Channel prediction for massive MIMO with channel compression based on principal component analysis

Abstract

Massive MIMO (multiple-input multiple-output) is one of the key technologies to realize 5G (5th Generation). Massive MIMO can be implemented with many antennas at a transmitter and receiver sides, and it can improve transmission quality at high frequency band by transmitting with superposing shift of radio wave toward the direction of the receiver. However, there exists an issue such as the increase of the amount of feedback of channel state information (CSI) from the receiver to the transmitter, due to the enormous number of antennas. For the purpose of solving this issue, there exists the technique to compress CSI to a lower dimension matrix and decrease the amount of feedback, by using principal component analysis (PCA). In the conventional method, the compression matrix to compress a channel matrix is calculated on the basis of PCA, and the compressed channel is fed back from the receiver to the base station (BS). In this method, the compression matrix used in PCA is generated based on the past CSI at the receiver, which leads to the degradation of transmission rate.
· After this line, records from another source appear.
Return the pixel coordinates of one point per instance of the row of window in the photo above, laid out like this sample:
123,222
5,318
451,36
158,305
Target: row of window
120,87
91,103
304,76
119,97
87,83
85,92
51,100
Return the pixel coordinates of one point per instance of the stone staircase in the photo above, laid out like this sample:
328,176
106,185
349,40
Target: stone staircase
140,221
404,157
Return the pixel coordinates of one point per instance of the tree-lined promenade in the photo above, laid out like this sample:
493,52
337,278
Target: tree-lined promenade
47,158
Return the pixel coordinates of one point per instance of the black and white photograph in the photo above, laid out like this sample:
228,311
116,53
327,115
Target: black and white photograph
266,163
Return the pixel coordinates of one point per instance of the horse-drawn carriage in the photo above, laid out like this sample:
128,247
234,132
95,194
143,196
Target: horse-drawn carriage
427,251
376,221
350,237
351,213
This is because there is a mismatch between the CSI acquired at the transmitter and that when the transmitter transmits a signal, due to the channel variation during the feedback from the receiver to the transmitter. In this paper, to solve this problem, we propose the method based on PCA with the channel prediction. As the channel prediction, the forward-backward AR (Auto Regressive) model is used, and the compression matrix in PCA is generated from the predicted channels. By the computer simulation, it is shown that the system capacity is increased by generating the compression matrix from the predicted channel that improves the accuracy of channel restoration.